This week, I had the pleasure of visiting my little brother’s first grade class to talk to them about Romania and what it’s like to move to a different country. We also practiced introducing ourselves in different languages–I taught them French, Greek, and (questionable) Romanian, and they taught me Mandarin. They asked questions that revealed the deep curiosity of children: “What do houses look like in Romania? What do children do in schools in Romania? Do they have seasons in Romania?”

I answered their questions as best as I could, but in the end we realized that there are only so many things you can learn about a country before you travel there, so each of the children held on to their questions and will send them to me in letters.

It will be heartwarming for me to receive a box of letters from six-year-olds while I’m adjusting to life overseas. But I’m also looking forward to making connections between cultures clear for small children. It’s a skill I hope to hone as a public historian: making complexities of history and culture accessible to everyone.

There are fun things to convey about the history of Romania, such as the (much toned-down) story of the real Dracula that I hope will catch the imagination of six-year-olds. But mostly I want them to realize how alike we all are as humans, even all the way across the ocean and a continent.

Planning for a year in Romania

One of the most overwhelming parts of moving abroad is the planning involved beforehand. Working with the information I have gleaned from across the pond, I’ve filled pages and pages with lists to make my transition to Romania smoother.

I know I’ll be living in the mountains and that winters can be long and cold, so I’m bringing my warmest professional clothes (shoutout to Ohio teaching placements–luckily I won’t have to buy much!)

Moving to Romania is different from both of my study abroad experiences in that I will no longer be a student with the privilege of sitting back and letting someone else fill my brain with knowledge. Now, it’s my job to teach and hopefully fill some brains myself.

Planning my syllabi for my fall classes has been quite the challenge.
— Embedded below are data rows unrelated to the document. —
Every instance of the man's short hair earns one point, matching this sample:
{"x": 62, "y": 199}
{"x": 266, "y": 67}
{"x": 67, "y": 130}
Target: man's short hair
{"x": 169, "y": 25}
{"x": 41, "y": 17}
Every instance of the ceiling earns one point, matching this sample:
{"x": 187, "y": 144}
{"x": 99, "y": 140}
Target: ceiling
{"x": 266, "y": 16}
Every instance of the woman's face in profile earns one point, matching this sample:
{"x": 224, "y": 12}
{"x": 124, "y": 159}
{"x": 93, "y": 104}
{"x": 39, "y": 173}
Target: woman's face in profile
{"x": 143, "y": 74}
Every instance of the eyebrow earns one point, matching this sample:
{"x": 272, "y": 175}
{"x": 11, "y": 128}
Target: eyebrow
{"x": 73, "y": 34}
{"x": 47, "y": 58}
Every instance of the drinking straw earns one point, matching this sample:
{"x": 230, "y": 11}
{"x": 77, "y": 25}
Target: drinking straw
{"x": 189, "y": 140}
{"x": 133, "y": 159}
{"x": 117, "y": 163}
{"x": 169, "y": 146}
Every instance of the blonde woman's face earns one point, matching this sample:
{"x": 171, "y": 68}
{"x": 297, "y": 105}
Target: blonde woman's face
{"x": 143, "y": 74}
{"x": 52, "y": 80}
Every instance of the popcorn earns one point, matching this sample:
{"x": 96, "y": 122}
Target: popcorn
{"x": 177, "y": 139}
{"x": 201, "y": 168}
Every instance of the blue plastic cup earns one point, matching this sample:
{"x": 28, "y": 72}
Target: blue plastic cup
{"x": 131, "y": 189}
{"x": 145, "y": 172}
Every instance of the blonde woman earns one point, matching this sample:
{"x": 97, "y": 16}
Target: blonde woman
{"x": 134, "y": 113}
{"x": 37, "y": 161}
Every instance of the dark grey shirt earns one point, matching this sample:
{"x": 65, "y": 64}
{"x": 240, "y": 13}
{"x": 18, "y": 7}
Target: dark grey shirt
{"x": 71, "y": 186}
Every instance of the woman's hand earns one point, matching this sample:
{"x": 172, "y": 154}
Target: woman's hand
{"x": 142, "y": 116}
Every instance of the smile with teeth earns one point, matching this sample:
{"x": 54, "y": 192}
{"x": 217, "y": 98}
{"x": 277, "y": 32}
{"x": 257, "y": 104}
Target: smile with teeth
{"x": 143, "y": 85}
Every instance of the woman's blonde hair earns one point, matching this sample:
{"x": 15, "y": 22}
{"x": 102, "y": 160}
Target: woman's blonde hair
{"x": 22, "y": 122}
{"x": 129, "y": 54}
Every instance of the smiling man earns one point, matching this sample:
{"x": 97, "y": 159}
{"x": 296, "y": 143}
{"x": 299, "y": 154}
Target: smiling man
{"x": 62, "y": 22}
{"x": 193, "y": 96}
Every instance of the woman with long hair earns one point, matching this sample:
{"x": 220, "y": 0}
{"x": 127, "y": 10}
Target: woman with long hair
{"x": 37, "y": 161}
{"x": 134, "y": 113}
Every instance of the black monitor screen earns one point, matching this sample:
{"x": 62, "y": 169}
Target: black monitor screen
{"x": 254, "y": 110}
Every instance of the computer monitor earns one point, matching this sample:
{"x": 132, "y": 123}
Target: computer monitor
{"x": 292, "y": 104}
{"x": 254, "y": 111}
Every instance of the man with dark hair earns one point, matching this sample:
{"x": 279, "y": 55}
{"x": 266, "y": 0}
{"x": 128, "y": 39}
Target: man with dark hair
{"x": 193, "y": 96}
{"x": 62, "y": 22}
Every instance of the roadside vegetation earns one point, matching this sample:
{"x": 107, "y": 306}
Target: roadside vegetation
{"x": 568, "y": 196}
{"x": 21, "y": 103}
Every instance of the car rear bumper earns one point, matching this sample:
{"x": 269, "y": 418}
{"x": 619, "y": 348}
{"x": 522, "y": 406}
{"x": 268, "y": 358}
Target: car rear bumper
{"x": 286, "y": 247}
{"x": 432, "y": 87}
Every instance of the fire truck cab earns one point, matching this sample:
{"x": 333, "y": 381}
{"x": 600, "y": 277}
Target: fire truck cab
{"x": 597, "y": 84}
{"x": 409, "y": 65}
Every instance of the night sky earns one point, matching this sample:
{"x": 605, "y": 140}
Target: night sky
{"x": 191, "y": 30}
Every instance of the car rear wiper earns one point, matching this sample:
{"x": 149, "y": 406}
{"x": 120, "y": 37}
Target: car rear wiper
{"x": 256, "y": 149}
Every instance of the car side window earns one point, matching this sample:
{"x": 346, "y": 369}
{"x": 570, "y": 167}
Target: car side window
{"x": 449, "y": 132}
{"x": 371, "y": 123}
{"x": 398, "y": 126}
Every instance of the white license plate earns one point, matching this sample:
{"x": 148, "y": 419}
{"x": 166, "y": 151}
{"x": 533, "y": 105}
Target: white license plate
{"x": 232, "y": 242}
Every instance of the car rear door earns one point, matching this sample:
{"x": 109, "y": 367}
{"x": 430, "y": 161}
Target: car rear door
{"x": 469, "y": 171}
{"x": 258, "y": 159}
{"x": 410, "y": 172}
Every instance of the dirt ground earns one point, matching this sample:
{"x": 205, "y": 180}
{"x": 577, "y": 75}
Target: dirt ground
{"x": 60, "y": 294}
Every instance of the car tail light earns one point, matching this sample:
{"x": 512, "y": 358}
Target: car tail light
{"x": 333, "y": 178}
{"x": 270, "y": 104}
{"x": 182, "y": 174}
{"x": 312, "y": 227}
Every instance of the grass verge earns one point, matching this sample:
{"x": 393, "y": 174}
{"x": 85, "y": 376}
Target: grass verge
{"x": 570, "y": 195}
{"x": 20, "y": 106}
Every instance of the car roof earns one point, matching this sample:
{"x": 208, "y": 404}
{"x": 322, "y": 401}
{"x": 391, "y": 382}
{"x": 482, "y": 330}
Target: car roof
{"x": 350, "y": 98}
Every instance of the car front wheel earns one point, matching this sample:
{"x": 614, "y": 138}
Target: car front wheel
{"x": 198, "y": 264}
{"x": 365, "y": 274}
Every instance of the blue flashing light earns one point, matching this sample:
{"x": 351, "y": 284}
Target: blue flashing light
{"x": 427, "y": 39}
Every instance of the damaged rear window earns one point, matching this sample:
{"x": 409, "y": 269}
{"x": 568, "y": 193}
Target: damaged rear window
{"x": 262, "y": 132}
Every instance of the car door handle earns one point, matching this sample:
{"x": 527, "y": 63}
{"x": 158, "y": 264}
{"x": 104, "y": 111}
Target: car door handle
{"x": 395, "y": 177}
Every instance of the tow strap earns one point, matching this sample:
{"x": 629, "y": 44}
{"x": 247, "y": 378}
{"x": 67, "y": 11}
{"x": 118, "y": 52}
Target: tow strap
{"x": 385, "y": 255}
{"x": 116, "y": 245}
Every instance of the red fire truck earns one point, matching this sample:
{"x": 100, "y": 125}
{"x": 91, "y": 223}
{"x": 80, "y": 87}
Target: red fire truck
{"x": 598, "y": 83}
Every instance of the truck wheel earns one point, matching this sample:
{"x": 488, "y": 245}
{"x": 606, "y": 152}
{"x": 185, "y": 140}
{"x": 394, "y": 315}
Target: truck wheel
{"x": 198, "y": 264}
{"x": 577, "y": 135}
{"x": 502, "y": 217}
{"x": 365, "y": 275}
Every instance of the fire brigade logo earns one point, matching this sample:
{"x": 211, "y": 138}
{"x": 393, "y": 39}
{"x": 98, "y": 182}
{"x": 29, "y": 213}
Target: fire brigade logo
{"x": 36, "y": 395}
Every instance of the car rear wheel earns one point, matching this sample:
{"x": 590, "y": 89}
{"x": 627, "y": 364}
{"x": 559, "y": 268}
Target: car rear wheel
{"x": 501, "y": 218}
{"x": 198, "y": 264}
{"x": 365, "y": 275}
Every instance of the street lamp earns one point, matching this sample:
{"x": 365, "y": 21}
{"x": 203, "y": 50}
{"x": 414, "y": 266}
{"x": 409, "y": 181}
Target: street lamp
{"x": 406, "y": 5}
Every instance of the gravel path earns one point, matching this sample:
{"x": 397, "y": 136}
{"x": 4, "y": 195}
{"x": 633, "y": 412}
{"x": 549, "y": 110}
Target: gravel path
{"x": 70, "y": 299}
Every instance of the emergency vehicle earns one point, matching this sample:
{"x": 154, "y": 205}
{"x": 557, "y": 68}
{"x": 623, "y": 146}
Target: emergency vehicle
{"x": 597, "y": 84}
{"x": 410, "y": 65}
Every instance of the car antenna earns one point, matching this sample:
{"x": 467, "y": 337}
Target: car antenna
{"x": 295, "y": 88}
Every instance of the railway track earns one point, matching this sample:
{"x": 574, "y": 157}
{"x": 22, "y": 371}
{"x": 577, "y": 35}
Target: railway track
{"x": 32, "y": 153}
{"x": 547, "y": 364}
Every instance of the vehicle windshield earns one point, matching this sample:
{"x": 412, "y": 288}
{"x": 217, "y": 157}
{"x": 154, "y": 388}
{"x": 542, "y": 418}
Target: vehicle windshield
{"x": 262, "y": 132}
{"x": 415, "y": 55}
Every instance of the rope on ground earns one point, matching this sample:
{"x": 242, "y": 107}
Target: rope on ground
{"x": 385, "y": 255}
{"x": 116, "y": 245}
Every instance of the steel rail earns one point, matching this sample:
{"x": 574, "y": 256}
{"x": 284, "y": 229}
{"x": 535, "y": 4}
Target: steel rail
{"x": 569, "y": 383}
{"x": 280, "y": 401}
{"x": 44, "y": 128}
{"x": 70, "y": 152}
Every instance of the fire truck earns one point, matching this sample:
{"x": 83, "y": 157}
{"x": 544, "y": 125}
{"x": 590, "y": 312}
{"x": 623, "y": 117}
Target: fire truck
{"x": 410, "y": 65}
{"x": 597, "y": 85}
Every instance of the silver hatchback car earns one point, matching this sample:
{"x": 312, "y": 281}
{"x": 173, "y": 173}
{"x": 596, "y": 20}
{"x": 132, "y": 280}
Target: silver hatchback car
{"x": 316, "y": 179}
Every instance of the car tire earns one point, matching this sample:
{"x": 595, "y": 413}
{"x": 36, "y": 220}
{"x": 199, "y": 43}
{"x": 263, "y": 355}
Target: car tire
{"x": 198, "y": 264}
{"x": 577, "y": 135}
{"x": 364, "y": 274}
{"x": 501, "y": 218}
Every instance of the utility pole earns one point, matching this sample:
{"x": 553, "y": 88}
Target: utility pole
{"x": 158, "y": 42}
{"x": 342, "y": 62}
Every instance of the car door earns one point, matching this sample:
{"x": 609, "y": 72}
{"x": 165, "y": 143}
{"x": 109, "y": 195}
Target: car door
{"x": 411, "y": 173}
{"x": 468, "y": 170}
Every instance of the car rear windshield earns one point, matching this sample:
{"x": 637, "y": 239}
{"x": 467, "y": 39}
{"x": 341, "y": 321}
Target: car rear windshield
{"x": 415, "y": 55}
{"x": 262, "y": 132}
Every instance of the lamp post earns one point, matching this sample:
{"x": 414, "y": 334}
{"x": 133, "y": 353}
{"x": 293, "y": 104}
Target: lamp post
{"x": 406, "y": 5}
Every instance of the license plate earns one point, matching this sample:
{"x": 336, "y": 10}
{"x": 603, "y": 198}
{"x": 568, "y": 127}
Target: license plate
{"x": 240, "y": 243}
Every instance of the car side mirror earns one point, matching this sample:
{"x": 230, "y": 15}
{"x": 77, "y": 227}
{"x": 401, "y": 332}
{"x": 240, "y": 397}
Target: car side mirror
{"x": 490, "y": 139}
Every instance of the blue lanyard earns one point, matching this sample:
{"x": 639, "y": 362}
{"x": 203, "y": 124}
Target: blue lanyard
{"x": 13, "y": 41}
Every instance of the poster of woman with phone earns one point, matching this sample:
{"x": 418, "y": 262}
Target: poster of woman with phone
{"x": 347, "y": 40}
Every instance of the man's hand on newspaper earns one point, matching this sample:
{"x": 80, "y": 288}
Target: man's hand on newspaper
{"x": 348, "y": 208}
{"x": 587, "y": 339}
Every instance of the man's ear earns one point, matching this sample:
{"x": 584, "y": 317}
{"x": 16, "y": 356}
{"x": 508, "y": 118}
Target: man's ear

Having never been to Romania, I can’t gauge with 100% accuracy what kinds of cultural differences I will encounter in the classroom. What level of English will my students speak? Will they be comfortable writing long essays in a foreign language? Will they be used to group work and discussions, or will they expect only lectures?

I’ve made some decisions–my students will do peer reviews, whether they want to or not! After all, Fulbrighters are cultural ambassadors, and although I will strive to be sensitive about my students’ needs, it won’t hurt them to have a bit of an American influence in their educations.

I’ve dug out my warmest wool sweaters. I’ve triple-checked that my passport will be valid through my stay (it will, plus two extra years). I’ve downloaded Dracula on my kindle. As unbelievable as it seems, I think I’ll be ready when I leave in three weeks.